Meski yield turun, reksadana terproteksi masih dinilai menarik



KONTAN.CO.ID - JAKARTA. Minat investor pada reksadana terproteksi tetap tinggi meski yield dalam tren menurun seiring penurunan suku bunga acuan.  Secara rata-rata tawaran imbal hasil pasti dari reksadana terproteksi masih analis nilai tinggi dan menjadi daya tarik utama. 

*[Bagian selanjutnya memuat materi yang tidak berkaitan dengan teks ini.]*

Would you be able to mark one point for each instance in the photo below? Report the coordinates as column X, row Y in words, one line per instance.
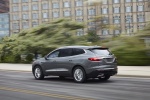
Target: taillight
column 94, row 59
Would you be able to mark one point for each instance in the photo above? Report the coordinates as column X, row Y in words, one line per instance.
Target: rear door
column 64, row 62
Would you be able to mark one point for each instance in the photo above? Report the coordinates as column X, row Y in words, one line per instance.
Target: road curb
column 25, row 71
column 138, row 76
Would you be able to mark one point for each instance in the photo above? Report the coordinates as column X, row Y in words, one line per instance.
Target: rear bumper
column 102, row 71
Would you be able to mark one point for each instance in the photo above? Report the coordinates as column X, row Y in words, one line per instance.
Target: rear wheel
column 104, row 78
column 38, row 73
column 79, row 75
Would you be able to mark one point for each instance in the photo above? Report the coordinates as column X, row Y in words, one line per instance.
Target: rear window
column 101, row 51
column 77, row 51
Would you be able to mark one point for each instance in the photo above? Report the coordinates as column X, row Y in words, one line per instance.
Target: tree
column 43, row 38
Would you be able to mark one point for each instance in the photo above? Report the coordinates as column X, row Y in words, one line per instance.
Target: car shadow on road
column 70, row 80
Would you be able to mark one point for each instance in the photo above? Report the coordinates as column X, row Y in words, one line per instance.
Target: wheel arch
column 78, row 66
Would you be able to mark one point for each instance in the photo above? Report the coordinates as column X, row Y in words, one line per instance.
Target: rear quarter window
column 77, row 51
column 101, row 51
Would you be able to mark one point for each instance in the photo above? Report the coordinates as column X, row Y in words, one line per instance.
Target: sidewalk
column 129, row 71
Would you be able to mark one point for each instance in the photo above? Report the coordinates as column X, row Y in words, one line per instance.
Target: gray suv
column 79, row 62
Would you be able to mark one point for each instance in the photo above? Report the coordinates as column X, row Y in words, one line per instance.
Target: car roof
column 81, row 47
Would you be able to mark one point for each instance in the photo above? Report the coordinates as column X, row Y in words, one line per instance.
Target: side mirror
column 45, row 58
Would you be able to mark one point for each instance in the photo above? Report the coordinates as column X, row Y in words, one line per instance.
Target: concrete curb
column 138, row 76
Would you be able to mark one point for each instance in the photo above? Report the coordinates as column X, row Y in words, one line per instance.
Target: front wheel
column 38, row 73
column 79, row 75
column 104, row 78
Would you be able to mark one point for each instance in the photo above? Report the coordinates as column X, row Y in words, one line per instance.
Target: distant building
column 128, row 15
column 4, row 24
column 4, row 6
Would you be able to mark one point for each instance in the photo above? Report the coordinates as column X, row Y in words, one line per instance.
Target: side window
column 65, row 52
column 77, row 51
column 53, row 54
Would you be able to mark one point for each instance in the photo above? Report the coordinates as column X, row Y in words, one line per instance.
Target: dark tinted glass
column 101, row 51
column 77, row 51
column 53, row 54
column 65, row 52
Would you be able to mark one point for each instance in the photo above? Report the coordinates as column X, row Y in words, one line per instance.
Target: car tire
column 79, row 75
column 104, row 78
column 38, row 73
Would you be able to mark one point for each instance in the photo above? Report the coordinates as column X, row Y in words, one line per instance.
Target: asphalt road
column 23, row 86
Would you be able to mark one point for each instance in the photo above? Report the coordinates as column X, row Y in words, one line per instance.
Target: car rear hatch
column 105, row 55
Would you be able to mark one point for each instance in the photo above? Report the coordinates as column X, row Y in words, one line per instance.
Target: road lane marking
column 44, row 94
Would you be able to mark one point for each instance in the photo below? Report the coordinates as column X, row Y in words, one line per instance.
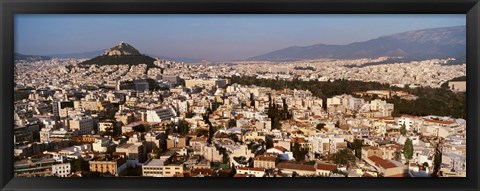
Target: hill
column 18, row 57
column 122, row 54
column 91, row 54
column 447, row 42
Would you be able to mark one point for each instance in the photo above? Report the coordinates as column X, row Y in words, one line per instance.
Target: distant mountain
column 122, row 54
column 18, row 57
column 78, row 55
column 448, row 42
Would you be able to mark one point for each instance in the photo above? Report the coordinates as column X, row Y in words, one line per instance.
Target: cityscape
column 392, row 106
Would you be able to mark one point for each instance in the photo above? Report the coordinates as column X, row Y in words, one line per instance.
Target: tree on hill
column 357, row 147
column 299, row 152
column 320, row 126
column 408, row 150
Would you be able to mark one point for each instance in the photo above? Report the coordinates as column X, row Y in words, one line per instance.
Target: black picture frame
column 8, row 8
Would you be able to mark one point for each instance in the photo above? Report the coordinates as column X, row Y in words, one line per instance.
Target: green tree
column 183, row 127
column 403, row 129
column 320, row 126
column 398, row 155
column 408, row 149
column 357, row 147
column 343, row 157
column 337, row 124
column 299, row 152
column 232, row 123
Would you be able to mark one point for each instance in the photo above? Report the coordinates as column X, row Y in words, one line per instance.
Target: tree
column 398, row 155
column 78, row 165
column 437, row 160
column 408, row 149
column 320, row 126
column 357, row 147
column 403, row 129
column 425, row 165
column 343, row 157
column 299, row 152
column 183, row 127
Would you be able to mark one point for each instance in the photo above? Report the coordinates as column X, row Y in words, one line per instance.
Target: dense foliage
column 121, row 60
column 431, row 101
column 343, row 157
column 408, row 149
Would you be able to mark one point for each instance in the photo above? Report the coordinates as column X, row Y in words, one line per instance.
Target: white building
column 160, row 114
column 61, row 170
column 84, row 125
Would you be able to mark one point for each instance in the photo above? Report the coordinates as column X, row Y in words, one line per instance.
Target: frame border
column 8, row 8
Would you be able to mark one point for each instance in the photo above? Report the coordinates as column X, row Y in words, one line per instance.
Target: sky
column 212, row 37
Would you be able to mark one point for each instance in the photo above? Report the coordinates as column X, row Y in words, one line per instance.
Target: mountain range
column 93, row 54
column 447, row 42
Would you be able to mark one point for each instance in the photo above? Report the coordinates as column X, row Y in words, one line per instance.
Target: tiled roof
column 325, row 166
column 295, row 166
column 382, row 163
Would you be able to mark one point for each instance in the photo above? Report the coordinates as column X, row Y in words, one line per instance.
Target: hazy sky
column 214, row 37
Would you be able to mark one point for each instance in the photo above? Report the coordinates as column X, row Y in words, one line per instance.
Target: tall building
column 84, row 125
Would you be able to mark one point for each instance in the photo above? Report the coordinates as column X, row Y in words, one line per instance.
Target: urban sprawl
column 201, row 120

Head of Investment Research Infovesta Utama Wawan Hendrayana mengatakan saat ini yield Surat Utang Negara (SUN) seri acuan memang dalam tren menurun. Namun, reksadana terproteksi yang mayoritas memiliki aset berupa surat utang korporasi akan tetap menawarkan yield yang lebih tinggi dari SUN. 

Wawan mencatat rata-rata yield dari obligasi korporasi dengan rating AAA (tripel) mendekati 7%. Sementara, yield obligasi korporasi dengan rating BBB (tripel) berada di 13%. Sedangkan, obligasi korporasi dengan rating A (single) bisa memberikan yield sekitar 10%. "Di tengah kondisi pasar keuangan yang belum stabil tawaran dari reksadana terproteksi tentu saja menarik," kata Wawan.


Baca Juga: Eastspring Indonesia ekspektasikan volatilitas pasar akan terjadi hingga akhir tahun

Senada, Head of Business Development Henan Putihrai Asset Management Reza Fahmi mengatakan meski yield SUN acuan cenderung menurun, minat investor pada reksadana terproteksi tetap tinggi karena menawarkan imbal hasil yang lebih tinggi dari pasar saham dan pasar uang saat ini. Selain itu, reksadana terproteksi juga tetap menjadi favorit bagi investor ritel dan institusi yang fokus pada aset obligasi. 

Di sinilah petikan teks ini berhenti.